Britain’s insolent retention of the islands was seen as a continuation of its historic imperialist tendencies. Thus Bengal rejoiced as Maradona sealed the Argentine victory in the Finals with his Hand of God, and most middle-aged Bengalis owe their Argentine fanhood to that very moment, a sign of rebellion and a proclamation of freedom. It was, to them, a symbol of resistance and overthrow of arbitrary authority – a defiant uprising of the commons.
The humble southern nation had beaten the colonial power at a game of its own creation. The 1986 World Cup was aired live on Indian national television. The elite beheld it on the newly introduced color TV sets, imprinting the vibrant jerseys on their minds.
Many of them, including Patra, admit that they see Messi as an extension of Maradona and hence root for Argentina, passing on this fandom to the next generation, notably by mass distribution of jerseys. Patra “blesses” the life-size Messi posters he has in his room with anointments from the neighborhood temple before important matches.

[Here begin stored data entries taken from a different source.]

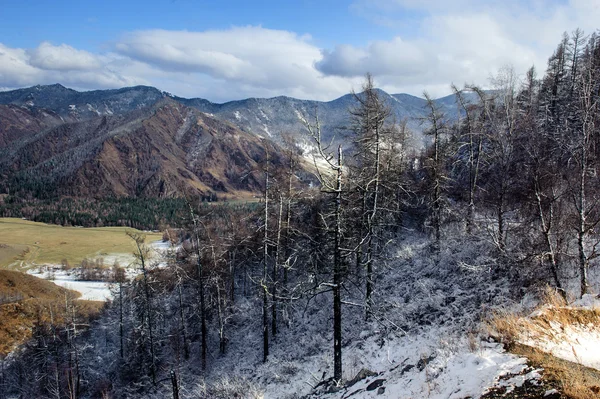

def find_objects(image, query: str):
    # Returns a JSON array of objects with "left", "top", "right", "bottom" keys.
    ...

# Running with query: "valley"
[
  {"left": 0, "top": 218, "right": 162, "bottom": 270},
  {"left": 1, "top": 26, "right": 600, "bottom": 399},
  {"left": 0, "top": 218, "right": 166, "bottom": 358}
]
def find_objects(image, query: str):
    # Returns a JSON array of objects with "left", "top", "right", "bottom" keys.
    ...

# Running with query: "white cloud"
[
  {"left": 1, "top": 2, "right": 599, "bottom": 102},
  {"left": 28, "top": 42, "right": 101, "bottom": 71},
  {"left": 112, "top": 27, "right": 353, "bottom": 100},
  {"left": 330, "top": 0, "right": 600, "bottom": 96},
  {"left": 317, "top": 38, "right": 428, "bottom": 78},
  {"left": 0, "top": 42, "right": 146, "bottom": 90},
  {"left": 0, "top": 27, "right": 358, "bottom": 102},
  {"left": 316, "top": 13, "right": 541, "bottom": 96}
]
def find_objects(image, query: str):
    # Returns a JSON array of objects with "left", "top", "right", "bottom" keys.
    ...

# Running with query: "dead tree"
[
  {"left": 349, "top": 74, "right": 390, "bottom": 319},
  {"left": 452, "top": 84, "right": 484, "bottom": 234},
  {"left": 127, "top": 232, "right": 157, "bottom": 385},
  {"left": 423, "top": 92, "right": 447, "bottom": 253},
  {"left": 187, "top": 204, "right": 208, "bottom": 370},
  {"left": 262, "top": 150, "right": 270, "bottom": 363},
  {"left": 303, "top": 110, "right": 344, "bottom": 382}
]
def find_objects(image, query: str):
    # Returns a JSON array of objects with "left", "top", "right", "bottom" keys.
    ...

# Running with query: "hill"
[
  {"left": 0, "top": 99, "right": 292, "bottom": 199},
  {"left": 0, "top": 84, "right": 475, "bottom": 150},
  {"left": 0, "top": 269, "right": 102, "bottom": 356}
]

Maradona’s 2017 visit to Kolkata was long-awaited and much-celebrated. It is not uncommon to see schoolchildren in small suburbs of Kolkata saving their pocket money to celebrate the birthdays of Messi and Maradona. Anticipation leads to jubilation and veritably empty streets, victories prompt cheer and celebration with firecrackers and sweets, and losses cause mourning.

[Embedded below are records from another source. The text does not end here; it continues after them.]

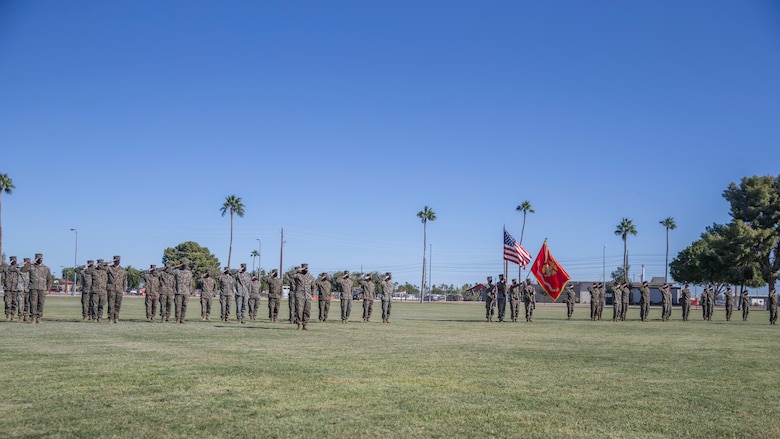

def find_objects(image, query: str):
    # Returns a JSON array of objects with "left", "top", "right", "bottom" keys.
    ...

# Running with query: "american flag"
[{"left": 504, "top": 229, "right": 532, "bottom": 267}]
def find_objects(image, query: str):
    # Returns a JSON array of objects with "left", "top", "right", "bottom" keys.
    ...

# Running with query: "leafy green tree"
[
  {"left": 417, "top": 205, "right": 436, "bottom": 303},
  {"left": 614, "top": 218, "right": 637, "bottom": 283},
  {"left": 61, "top": 267, "right": 76, "bottom": 290},
  {"left": 397, "top": 282, "right": 419, "bottom": 296},
  {"left": 162, "top": 241, "right": 221, "bottom": 279},
  {"left": 0, "top": 173, "right": 14, "bottom": 261},
  {"left": 125, "top": 266, "right": 142, "bottom": 290},
  {"left": 610, "top": 265, "right": 630, "bottom": 286},
  {"left": 722, "top": 175, "right": 780, "bottom": 290},
  {"left": 515, "top": 201, "right": 534, "bottom": 243},
  {"left": 220, "top": 194, "right": 245, "bottom": 268},
  {"left": 659, "top": 217, "right": 677, "bottom": 283}
]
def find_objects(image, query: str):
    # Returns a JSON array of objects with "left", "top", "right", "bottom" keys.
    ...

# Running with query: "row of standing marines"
[
  {"left": 484, "top": 276, "right": 778, "bottom": 325},
  {"left": 62, "top": 259, "right": 395, "bottom": 328},
  {"left": 3, "top": 254, "right": 777, "bottom": 325}
]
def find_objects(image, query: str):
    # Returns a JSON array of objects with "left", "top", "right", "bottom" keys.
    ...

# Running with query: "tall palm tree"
[
  {"left": 417, "top": 206, "right": 436, "bottom": 303},
  {"left": 0, "top": 173, "right": 14, "bottom": 262},
  {"left": 515, "top": 201, "right": 534, "bottom": 244},
  {"left": 220, "top": 195, "right": 245, "bottom": 269},
  {"left": 659, "top": 217, "right": 677, "bottom": 283},
  {"left": 614, "top": 218, "right": 637, "bottom": 283},
  {"left": 250, "top": 249, "right": 260, "bottom": 273},
  {"left": 514, "top": 201, "right": 534, "bottom": 280}
]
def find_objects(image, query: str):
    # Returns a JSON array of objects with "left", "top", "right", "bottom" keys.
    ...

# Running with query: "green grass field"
[{"left": 1, "top": 296, "right": 778, "bottom": 438}]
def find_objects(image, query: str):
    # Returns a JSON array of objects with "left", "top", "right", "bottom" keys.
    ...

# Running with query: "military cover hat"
[
  {"left": 23, "top": 257, "right": 31, "bottom": 262},
  {"left": 150, "top": 264, "right": 156, "bottom": 269},
  {"left": 301, "top": 263, "right": 309, "bottom": 269},
  {"left": 113, "top": 255, "right": 121, "bottom": 260},
  {"left": 87, "top": 260, "right": 95, "bottom": 264},
  {"left": 35, "top": 253, "right": 43, "bottom": 258},
  {"left": 270, "top": 269, "right": 278, "bottom": 274},
  {"left": 97, "top": 259, "right": 104, "bottom": 264},
  {"left": 241, "top": 263, "right": 247, "bottom": 267},
  {"left": 9, "top": 256, "right": 16, "bottom": 261},
  {"left": 487, "top": 276, "right": 493, "bottom": 281}
]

The obsession, however, at times, goes to extremes, as in the case of a most unfortunate incident of suicide by a devout fan after Argentina’s loss to France in the 2018 World Cup.
For Kerala, soccer is like cricket, a colonial introduction that stuck. Soccer was brought in by the Portuguese, the first European explorers, traders, and colonists to arrive in India. But it is also a symbolic thing in the politically aware state.
Soccer for Kerala is an expression of esthetics, freedom, solidarity, and camaraderie, being united in passion amid the diversity of allegiances and support. But support for Argentina is clearly set apart.
The 2019 Malayali film Argentina Fans Kaattoorkadavu told a story centered on the soccer fandoms in an eponymous village in Kerala, with its sports narrative deeply interwoven with ideological conflicts. It’s a rather well-known fact in Malayali soccer fan circles that Che Guevara and Lionel Messi share the same birthplace – Rosario, Argentina.